Cependant, même maintenant, il est impliqué dans plusieurs querelles publiques, notamment avec l’ancien pilote d’essai Lamborghini Valentino Balboni. Sa page Facebook attaque également Brian Wiklem (l’auteur et fan de Cizeta avec qui il était autrefois en bons termes) ainsi que Jay Leno, et l’avocat original de Zampolli : Tristram Buckley. Malgré tout, Cizeta persiste. L’atelier est là, tout comme l’outillage.
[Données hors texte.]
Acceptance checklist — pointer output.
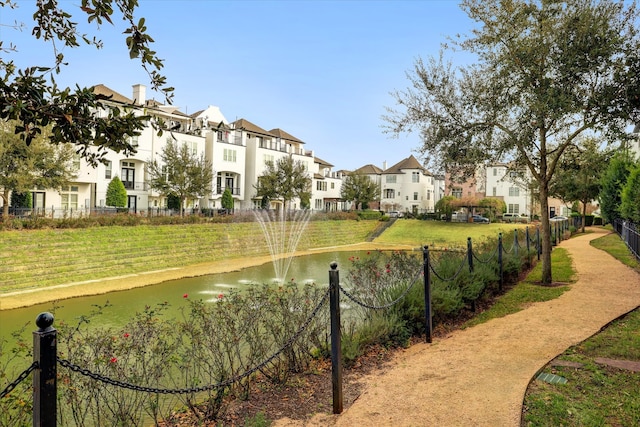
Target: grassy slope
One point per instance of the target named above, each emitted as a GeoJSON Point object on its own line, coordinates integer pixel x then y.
{"type": "Point", "coordinates": [49, 257]}
{"type": "Point", "coordinates": [439, 234]}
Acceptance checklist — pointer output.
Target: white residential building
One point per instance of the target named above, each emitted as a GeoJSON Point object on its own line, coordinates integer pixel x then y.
{"type": "Point", "coordinates": [326, 188]}
{"type": "Point", "coordinates": [407, 187]}
{"type": "Point", "coordinates": [238, 153]}
{"type": "Point", "coordinates": [509, 186]}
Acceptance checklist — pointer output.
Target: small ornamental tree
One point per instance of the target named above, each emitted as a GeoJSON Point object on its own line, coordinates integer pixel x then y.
{"type": "Point", "coordinates": [493, 205]}
{"type": "Point", "coordinates": [285, 180]}
{"type": "Point", "coordinates": [612, 181]}
{"type": "Point", "coordinates": [173, 202]}
{"type": "Point", "coordinates": [227, 200]}
{"type": "Point", "coordinates": [116, 193]}
{"type": "Point", "coordinates": [180, 172]}
{"type": "Point", "coordinates": [360, 189]}
{"type": "Point", "coordinates": [444, 206]}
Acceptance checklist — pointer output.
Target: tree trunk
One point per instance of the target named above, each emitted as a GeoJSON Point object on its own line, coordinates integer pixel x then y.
{"type": "Point", "coordinates": [546, 234]}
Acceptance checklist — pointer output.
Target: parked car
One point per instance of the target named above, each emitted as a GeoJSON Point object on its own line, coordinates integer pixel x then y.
{"type": "Point", "coordinates": [507, 217]}
{"type": "Point", "coordinates": [480, 218]}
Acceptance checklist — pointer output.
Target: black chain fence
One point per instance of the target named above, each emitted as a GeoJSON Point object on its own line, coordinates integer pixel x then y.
{"type": "Point", "coordinates": [426, 266]}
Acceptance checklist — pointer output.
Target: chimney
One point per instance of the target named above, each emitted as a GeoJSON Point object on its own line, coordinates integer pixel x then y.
{"type": "Point", "coordinates": [139, 94]}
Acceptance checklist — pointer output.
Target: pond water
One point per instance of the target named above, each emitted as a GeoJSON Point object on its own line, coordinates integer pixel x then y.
{"type": "Point", "coordinates": [303, 269]}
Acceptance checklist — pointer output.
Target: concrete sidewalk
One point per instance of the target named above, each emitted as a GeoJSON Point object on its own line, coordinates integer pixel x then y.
{"type": "Point", "coordinates": [478, 376]}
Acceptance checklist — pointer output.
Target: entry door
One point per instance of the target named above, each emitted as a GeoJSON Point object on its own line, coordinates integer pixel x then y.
{"type": "Point", "coordinates": [132, 203]}
{"type": "Point", "coordinates": [38, 202]}
{"type": "Point", "coordinates": [229, 184]}
{"type": "Point", "coordinates": [129, 178]}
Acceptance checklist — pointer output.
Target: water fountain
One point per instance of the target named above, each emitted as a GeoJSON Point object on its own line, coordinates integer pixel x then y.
{"type": "Point", "coordinates": [282, 230]}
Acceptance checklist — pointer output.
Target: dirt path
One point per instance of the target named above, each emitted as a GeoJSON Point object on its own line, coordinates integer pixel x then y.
{"type": "Point", "coordinates": [478, 376]}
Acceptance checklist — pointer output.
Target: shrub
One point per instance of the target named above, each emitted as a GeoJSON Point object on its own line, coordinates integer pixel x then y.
{"type": "Point", "coordinates": [116, 193]}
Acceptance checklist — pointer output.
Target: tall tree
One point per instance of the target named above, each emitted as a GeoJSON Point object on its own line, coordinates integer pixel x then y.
{"type": "Point", "coordinates": [359, 189]}
{"type": "Point", "coordinates": [116, 193]}
{"type": "Point", "coordinates": [285, 180]}
{"type": "Point", "coordinates": [630, 207]}
{"type": "Point", "coordinates": [39, 164]}
{"type": "Point", "coordinates": [612, 182]}
{"type": "Point", "coordinates": [227, 200]}
{"type": "Point", "coordinates": [181, 173]}
{"type": "Point", "coordinates": [31, 98]}
{"type": "Point", "coordinates": [546, 73]}
{"type": "Point", "coordinates": [579, 173]}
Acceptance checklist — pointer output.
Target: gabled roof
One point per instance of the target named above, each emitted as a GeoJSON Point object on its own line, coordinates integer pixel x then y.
{"type": "Point", "coordinates": [369, 170]}
{"type": "Point", "coordinates": [322, 162]}
{"type": "Point", "coordinates": [114, 96]}
{"type": "Point", "coordinates": [408, 163]}
{"type": "Point", "coordinates": [250, 127]}
{"type": "Point", "coordinates": [284, 135]}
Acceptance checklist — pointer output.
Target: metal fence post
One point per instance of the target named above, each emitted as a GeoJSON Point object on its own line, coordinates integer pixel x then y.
{"type": "Point", "coordinates": [500, 260]}
{"type": "Point", "coordinates": [336, 344]}
{"type": "Point", "coordinates": [526, 235]}
{"type": "Point", "coordinates": [44, 376]}
{"type": "Point", "coordinates": [470, 254]}
{"type": "Point", "coordinates": [427, 295]}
Comme le dit Zampolli, l’entreprise respire toujours et il répond par l’affirmative à la question de savoir si un client peut encore commander une Cizeta aujourd’hui : “Il y a eu un retard dû au déplacement de l’ensemble de l’équipement. Mais la Cizeta V16T est toujours disponible, bien sûr sur commande spéciale uniquement»…
Même si Zampolli avait fermé boutique, abandonné… la réalisation de la construction de la Cizeta V16T en premier lieu serait une réalisation digne. Parce que si peu ont été fabriquées, il est parfois à la mode d’étiqueter la voiture comme un échec, mais si la Cizeta V16T n’a pas eu le succès que Zampolli espérait, quelle autre exotique a jamais été fabriquée avec un 16 cylindres si ce n’est VW Bugatti plusieurs années plus tard ?
La Cizeta V16T était d’abord un rêve, puis est devenue une réalité. Puis elle est devenue un cauchemar. Trente ans plus près de nous, elle reste peut-être la plus exotique de toutes les supercars : rare, improbablement audacieuse, condamnée mais triomphante. Claudio avait créé l’incroyable ! J’ajoute un point important, contrairement à toutes, elle était fiable, ne tombait pas en panne et avait été conçue pour que les réparations soient simples, l’exact opposé de la plus “merdique” de toutes les exotiques ; la DeTomaso Pantera…
2 commentaires
Mon cher Gatsby,
Cet article est capable de générer de très fortes émotions, par l’usage de la nostalgie, par la qualité de l’iconographie, par la puissance évocatrice de la musique et par les protagonistes qui sont pour le vulgus pecum les acteurs de la réussite à l’italienne vue par la télévision des années 80. Sa puissance onirique ne fait aucun doute pour moi.
Trois vraies questions : est-ce qu’il a été donné au rédacteur de l’article d’essayer l’auto ? Si c’est le cas, il ne fait aucun doute que l’exemplaire essayé verra sa côte exploser lors d’une vente aux enchères à Poubelle bitches ! Le choix d’une injection Kjetronic me semble un peu curieux lorsqu’on recherche vraiment de la puissance ? Bon, pourquoi pas, ça n’a pas dû empêcher les acheteurs potentiels de dormir. Ne sommes-nous pas au fond fascinés par tous ces Icare de l’automobile ?
Marketing de la nostalgie
J’ai plusieurs fois conduit ce bestiau… Je conseille la location de la Citroën AMI qui est d’un meilleur qualité (passable) prix (faible) usage (comme un sac de course non jetable) agrément (on est content d’en sortir sans trop de couts.